There are some considerations to be made. The programs where made and compiled for a 64 bit machine using Linux CentOS 6.0 with kernel 2.6.32. This machine is part of a cluster though programs were running in a single computer, and mounts two Quad-core ©Intel Xeon X5450 microprocessor at 3GHz. So we have a 8 core machine in 2 dies, which each of them has separate Cache L1 for instructions and data with 32KB capacity each and a write-back policy, and they share a 12MB Cache L2. Some interesting values in the configuration of the machine are that max locked memory is limited to 64KB per user and the stack size is 10,240 KBytes.
Another considerations are that this version of Linux doesn’t support unbounded threads in C, so we will not have into account their execution times and that the Go versions have been done using the GOMAXPROCS function to determine the existence of real parallelism.
Before digging into the code and the time results let’s see which tests have been passed and how are the matrix we will be multiplying:
- Test 1
- Matrix 1: 800×900 – 720,000 elements.
- Matrix 2: 900×3000 – 2,700,000 elements.
- Result Matrix: 800×3000 – 2,400,000 elements.
- Test 2
- Matrix 1: 8000×90 – 720,000 elements.
- Matrix 2: 90×8000 – 720,000 elements.
- Result Matrix: 8000×8000 – 64,000,000 elements
- Test 3
- Matrix 1: 8000×10 – 80,000 elements.
- Matrix 2: 10×80000 – 800,000 elements.
- Result Matrix: 8000×80000 – 640,000,000 elements.
So let’s analyze the source code proposed. To minimize the differences between the C an Go programs the global structure is being coherent between both languages although there could be better implementations in both. This test is supposed to compare how each language performs with a common implementation, rather than having its best performance in each version.

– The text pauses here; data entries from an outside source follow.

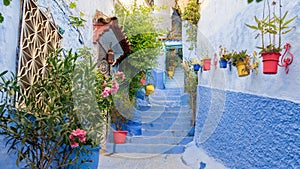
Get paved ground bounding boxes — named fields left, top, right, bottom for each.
left=98, top=142, right=226, bottom=169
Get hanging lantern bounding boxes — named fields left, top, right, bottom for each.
left=107, top=45, right=115, bottom=64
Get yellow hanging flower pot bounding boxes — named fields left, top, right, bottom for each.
left=236, top=61, right=250, bottom=77
left=146, top=84, right=154, bottom=96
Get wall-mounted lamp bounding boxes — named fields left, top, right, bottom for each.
left=107, top=43, right=115, bottom=64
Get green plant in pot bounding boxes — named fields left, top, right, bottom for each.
left=246, top=0, right=296, bottom=74
left=219, top=45, right=234, bottom=68
left=201, top=54, right=211, bottom=71
left=231, top=50, right=251, bottom=77
left=0, top=51, right=103, bottom=169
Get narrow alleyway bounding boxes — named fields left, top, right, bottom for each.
left=99, top=67, right=227, bottom=169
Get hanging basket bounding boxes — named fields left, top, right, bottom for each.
left=219, top=59, right=227, bottom=68
left=203, top=59, right=211, bottom=71
left=146, top=84, right=154, bottom=96
left=113, top=130, right=128, bottom=144
left=194, top=64, right=201, bottom=72
left=236, top=61, right=250, bottom=77
left=262, top=52, right=281, bottom=74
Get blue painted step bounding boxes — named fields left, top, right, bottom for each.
left=106, top=82, right=193, bottom=154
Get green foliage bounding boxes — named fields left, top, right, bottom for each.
left=116, top=3, right=162, bottom=78
left=231, top=50, right=249, bottom=66
left=69, top=13, right=86, bottom=29
left=219, top=45, right=234, bottom=61
left=182, top=0, right=200, bottom=25
left=0, top=13, right=4, bottom=23
left=0, top=48, right=102, bottom=169
left=69, top=2, right=76, bottom=9
left=182, top=61, right=198, bottom=123
left=3, top=0, right=11, bottom=6
left=246, top=3, right=297, bottom=53
left=182, top=0, right=200, bottom=50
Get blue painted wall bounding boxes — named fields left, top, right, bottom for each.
left=195, top=86, right=300, bottom=169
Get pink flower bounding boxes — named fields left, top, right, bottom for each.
left=102, top=81, right=107, bottom=86
left=71, top=129, right=86, bottom=137
left=115, top=71, right=125, bottom=81
left=101, top=87, right=111, bottom=98
left=110, top=80, right=119, bottom=94
left=141, top=78, right=146, bottom=85
left=71, top=141, right=79, bottom=148
left=69, top=128, right=86, bottom=148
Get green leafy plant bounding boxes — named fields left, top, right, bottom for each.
left=116, top=1, right=163, bottom=101
left=246, top=1, right=297, bottom=53
left=231, top=50, right=250, bottom=66
left=0, top=48, right=103, bottom=169
left=69, top=12, right=86, bottom=29
left=181, top=61, right=198, bottom=124
left=219, top=45, right=235, bottom=61
left=182, top=0, right=200, bottom=50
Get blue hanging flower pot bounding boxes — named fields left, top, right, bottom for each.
left=219, top=59, right=227, bottom=68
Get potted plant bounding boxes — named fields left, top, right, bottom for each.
left=96, top=71, right=132, bottom=144
left=202, top=55, right=211, bottom=71
left=232, top=50, right=251, bottom=77
left=219, top=45, right=233, bottom=68
left=0, top=51, right=104, bottom=169
left=246, top=1, right=296, bottom=74
left=192, top=56, right=203, bottom=72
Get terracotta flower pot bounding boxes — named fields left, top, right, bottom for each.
left=146, top=84, right=154, bottom=96
left=113, top=130, right=128, bottom=144
left=262, top=52, right=281, bottom=74
left=194, top=64, right=201, bottom=72
left=219, top=59, right=227, bottom=68
left=203, top=59, right=211, bottom=71
left=236, top=61, right=250, bottom=77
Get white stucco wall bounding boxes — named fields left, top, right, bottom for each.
left=38, top=0, right=114, bottom=51
left=198, top=0, right=300, bottom=102
left=0, top=1, right=20, bottom=72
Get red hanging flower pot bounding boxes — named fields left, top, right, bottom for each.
left=113, top=130, right=128, bottom=144
left=202, top=59, right=211, bottom=71
left=262, top=52, right=281, bottom=74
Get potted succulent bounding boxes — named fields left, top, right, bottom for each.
left=232, top=50, right=251, bottom=77
left=0, top=51, right=104, bottom=169
left=202, top=55, right=211, bottom=71
left=192, top=57, right=203, bottom=72
left=246, top=1, right=296, bottom=74
left=219, top=45, right=234, bottom=68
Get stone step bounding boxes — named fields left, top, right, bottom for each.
left=106, top=143, right=185, bottom=154
left=142, top=116, right=191, bottom=124
left=126, top=136, right=193, bottom=145
left=142, top=128, right=190, bottom=137
left=142, top=121, right=192, bottom=130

Source code shown here is explained. The full version can be downloaded on GitHub (https://github.com/rcostu/Go-vs-C-Matrix-benchmark).
Note.- GCC version used is [gcc version 4.4.6 20110731 (Red Hat 4.4.6-3) (GCC)] and Go version is [0c39eee85b0d weekly/weekly.2011-12-06].
There are two different implementations depending on how matrix are declared. The files called Matrix, contain matrix defined as vectors of vectors in C as follows:
int **matrix1 = (int **) calloc(matrix1_rows, sizeof(int*)); for (i = 0; i < matrix1_rows; i++){ matrix1[i] = (int *) calloc(matrix1_cols, sizeof(int)); }
Go Version:
matrix1 := make([][]int, matrix1_rows) for i := 0; i < matrix1_rows; i++ { matrix1[i] = make([]int, matrix1_cols) }
The files named with vector declare matrix as a single vector making displacements such as matrix[i * cols + j], where i and j are the indexes of an element and cols is the number of columns in the matrix. They are declared in C as follows:
int *matrix1 = (int *) calloc(matrix1_rows * matrix1_cols, sizeof(int));
Go version:
matrix1 := make([]int, matrix1_rows * matrix1_cols)
Every single version has a init_matrix function which sets the matrix elements to 1. This function is executed in one thread both in secuential and parallel versions and parallelism is only applied to calculations.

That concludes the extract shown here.